Jean-Jacques l’affamé nous promet une livraison de deux
titres par mois où se trouve déjà quelques prévisions
« à paraître » nous allèchent par le
retour sur le devant de la scène de certains auteurs, intéressants,
mais qui s’étaient fait oublier (volontairement ou non)
parmi lesquels se trouvent Laurent Fétis ou Dominique Zay (Yaz
pour ceux qui ont une mémoire plus ancienne).
Dans les
premières livraisons de la collection, Lune Blafarde se trouve
le roman de Catherine Fradier, La colère des enfants déchus
dont la quatrième de couverture nous annonce qu’il s’agit
d’un texte visitant l’univers délétère
des réseaux de pédocriminalité européens.
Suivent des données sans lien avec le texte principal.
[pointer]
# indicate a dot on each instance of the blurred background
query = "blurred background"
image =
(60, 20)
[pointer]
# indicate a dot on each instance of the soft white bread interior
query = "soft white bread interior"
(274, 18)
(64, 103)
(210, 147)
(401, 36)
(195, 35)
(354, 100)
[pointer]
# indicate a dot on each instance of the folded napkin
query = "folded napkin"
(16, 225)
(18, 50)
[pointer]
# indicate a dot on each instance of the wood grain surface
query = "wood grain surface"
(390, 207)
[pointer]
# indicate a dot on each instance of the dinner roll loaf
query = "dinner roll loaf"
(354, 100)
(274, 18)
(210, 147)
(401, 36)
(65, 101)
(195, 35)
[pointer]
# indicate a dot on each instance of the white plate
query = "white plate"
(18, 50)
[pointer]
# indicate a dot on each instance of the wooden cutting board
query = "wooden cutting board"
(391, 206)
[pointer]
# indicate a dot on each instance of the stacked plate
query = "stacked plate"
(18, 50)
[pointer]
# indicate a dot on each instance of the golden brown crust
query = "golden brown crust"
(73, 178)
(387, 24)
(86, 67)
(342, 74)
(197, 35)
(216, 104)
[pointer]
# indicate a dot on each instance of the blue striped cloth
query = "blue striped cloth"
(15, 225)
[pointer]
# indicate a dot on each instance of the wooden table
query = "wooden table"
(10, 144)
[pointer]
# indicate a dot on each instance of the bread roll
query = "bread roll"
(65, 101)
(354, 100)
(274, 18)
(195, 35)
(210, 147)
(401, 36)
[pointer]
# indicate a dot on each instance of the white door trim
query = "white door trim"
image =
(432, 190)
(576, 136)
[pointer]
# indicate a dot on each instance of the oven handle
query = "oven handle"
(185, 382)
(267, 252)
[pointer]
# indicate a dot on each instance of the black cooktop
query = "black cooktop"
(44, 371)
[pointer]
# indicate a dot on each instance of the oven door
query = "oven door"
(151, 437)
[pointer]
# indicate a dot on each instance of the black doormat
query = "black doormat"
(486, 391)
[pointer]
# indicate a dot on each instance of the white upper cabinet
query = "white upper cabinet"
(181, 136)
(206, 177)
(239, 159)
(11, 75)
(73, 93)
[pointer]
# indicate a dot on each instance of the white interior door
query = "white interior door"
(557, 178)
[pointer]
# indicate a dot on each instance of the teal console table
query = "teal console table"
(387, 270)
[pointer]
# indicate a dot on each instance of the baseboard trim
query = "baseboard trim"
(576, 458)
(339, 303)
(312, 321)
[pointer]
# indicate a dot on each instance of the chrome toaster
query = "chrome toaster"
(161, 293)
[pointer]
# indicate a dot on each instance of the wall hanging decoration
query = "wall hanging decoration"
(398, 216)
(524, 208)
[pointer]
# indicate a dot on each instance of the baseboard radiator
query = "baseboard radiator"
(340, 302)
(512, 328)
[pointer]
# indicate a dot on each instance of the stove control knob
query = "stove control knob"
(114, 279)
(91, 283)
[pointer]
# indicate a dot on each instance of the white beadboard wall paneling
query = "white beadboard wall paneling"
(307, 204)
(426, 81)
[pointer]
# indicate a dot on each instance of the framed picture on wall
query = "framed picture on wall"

La scène d’introduction donne le ton général
du livre : un certain détachement dans l’écriture
mêlé à une dureté extrême des situations
relatées souvent à la limite du gore. Un jeune garçon
d’une dizaine d’années, retenu prisonnier par un
de ces réseaux est offert contre un large dédommagement,
à la perversité morbide d’un adulte dont le plaisir
(même si on hésite à utiliser ce mot pour cette
chose) va être de le « chasser » dans les bois avant
de le clouer à un arbre au moyen d’un trait d’arbalète.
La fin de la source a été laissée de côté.